Nella nostra mailing list si è discusso di chirurgia estetica, esibizionismo e vecchiaia. Condividiamo con voi quanto emerso sperando di ampliare con voi la discussione. Buona Lettura!!!

Viviana scrive:

Ho da poco guardato questo documentario e sento la necessità di aprire una discussione su questo argomento: la chirurgia estetica.

Nell’intervista al regista, che potete leggere sempre nel link che vi ho postato, gli viene chiesto un giudizio sulle protagoniste del documentario e in generale sulla chirurgia estetica e questa è la sua risposta:

“Personalmente ho sempre pensato che la chirurgia sia un modo per risolvere problemi fisici che diventano elemento di insoddisfazione. In tutti i nostri personaggi, ha risolto qualcosa che le faceva vivere male. Certo, sotto alcuni aspetti queste donne sono vittime dei 30 anni di berlusconismo, dei modelli femminili cui sono state esposte per tanti anni e a cui sono rimaste attaccate. Me nel complesso le trovo donne fantastiche, vive, a confronto di loro coetanee che se ne stanno a casa da sole, rassegnate e imbacuccate. Sono donne che inseguono ancora un sogno che hanno dalla giovinezza, e la chirurgia ai loro occhi è lo strumento per continuare a inseguirlo.”

Una risposta political corret, oserei dire. C’è la spiegazione socio-culturale ma anche quella psicologica e poi si finisce con il definirle migliori di chi sta a casa sola e imbacuccata. A me però la diplomazia non interessa e vorrei tanto sapere cosa voi ne pensate di tutto questo.

Personalmente non considero la chirurgia estetica un male ma neanche la risoluzione a tutti i problemi. Penso sia un mezzo che se usato bene può migliorare la vita delle persone. Penso per esempio a quanto giovamento possono trarne i/le trans, anche se, anche in questo caso, il come modificarsi spesso sembra essere determinato dalla cultura imperante. Ed è forse su questo che penso bisogni interrogarsi. Io non so se in un mondo migliore, dove si verrebbe accettati per quello che si è, non esisterebbero persone con la voglia di modificarsi…  credo che questa volontà sia un po’ insita in ognuno di noi, anche se a livelli diversi (il trucco e i vestiti, anche se non sono invasivi e permanenti, comunque ci trasformano e orientano il modo in cui gli altr@ ci guardano). Badate che non sto paragonando le sue cose, ma sto cercando di trovarvi un filo conduttore, perché se siamo arrivati all’era della chirurgia estetica da qualche parte si sarà pur iniziato. Nel documentario tre temi si ripetono in modo quasi ossessivo:

La contrapposizione tra il fuori e il dentro.

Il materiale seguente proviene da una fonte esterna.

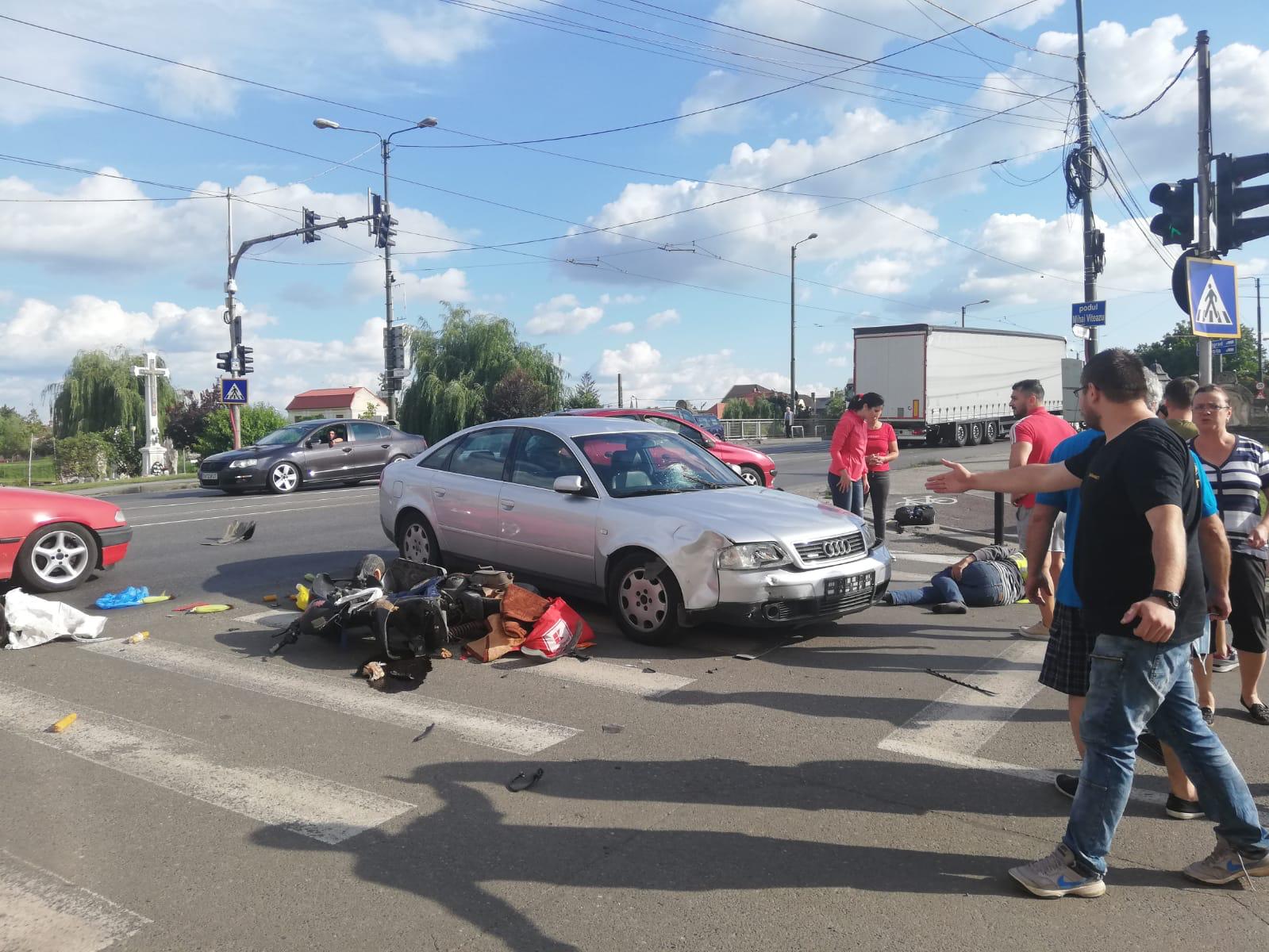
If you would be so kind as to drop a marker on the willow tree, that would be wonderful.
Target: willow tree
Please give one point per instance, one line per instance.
(101, 393)
(457, 367)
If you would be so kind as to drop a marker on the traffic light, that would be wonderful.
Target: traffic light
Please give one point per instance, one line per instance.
(1232, 201)
(311, 219)
(1175, 225)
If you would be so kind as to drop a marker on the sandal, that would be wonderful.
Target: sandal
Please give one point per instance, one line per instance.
(1258, 712)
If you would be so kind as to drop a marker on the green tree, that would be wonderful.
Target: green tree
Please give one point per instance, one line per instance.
(457, 367)
(585, 395)
(99, 393)
(258, 420)
(1178, 355)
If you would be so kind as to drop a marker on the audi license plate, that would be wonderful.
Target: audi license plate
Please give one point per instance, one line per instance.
(847, 584)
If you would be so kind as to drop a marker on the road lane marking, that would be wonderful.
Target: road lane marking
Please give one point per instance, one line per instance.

Questo ripetere, ma diciamolo, dimostrare che pur essendo persone rifatte non si è vuoti o superficiali. Il binomio bello/rifatto-stupido/vuoto mi sembra un’assurdità, come tutte le altre dicotomie, ma se c’è bisogno di un intero documentario per sfatarlo o rafforzarlo (questo dipende dalle considerazioni di ciascun@) vuol dire che è molto diffuso e ben consolidato. E questo a me fa tanta tristezza, perché mai vorrei dover dimostrare di esser “pure intelligente” perché ad esempio ho ricorso ad un intervento che mi ha migliorato il naso.

Il secondo tema è l’esibizionismo, la voglia di apparire. Pur essendo timida io mi reputo un’esibizionista, perché essere al centro dell’attenzione, per i più svariati motivi, non è sempre una brutta esperienza. C’è una gran bella differenza tra il decidere il come-quando mostrarsi e l’essere messi da altri all’attenzione dei più. La prima può essere un’esperienza positiva, soprattutto per la propria autostima, l’altra io la vivo come una violenza e basta. Questa premessa mi serve per spiegare il motivo per cui non condanno l’esibizionismo. Quello che non sopporto è il fatto che anche questo elemento, che in sé ha qualcosa di dissacrante, viene usato dalla cultura per autoalimentarsi. Sempre più spesso il modo di mettersi in mostra non è più una scelta libera ma dettata da terzi.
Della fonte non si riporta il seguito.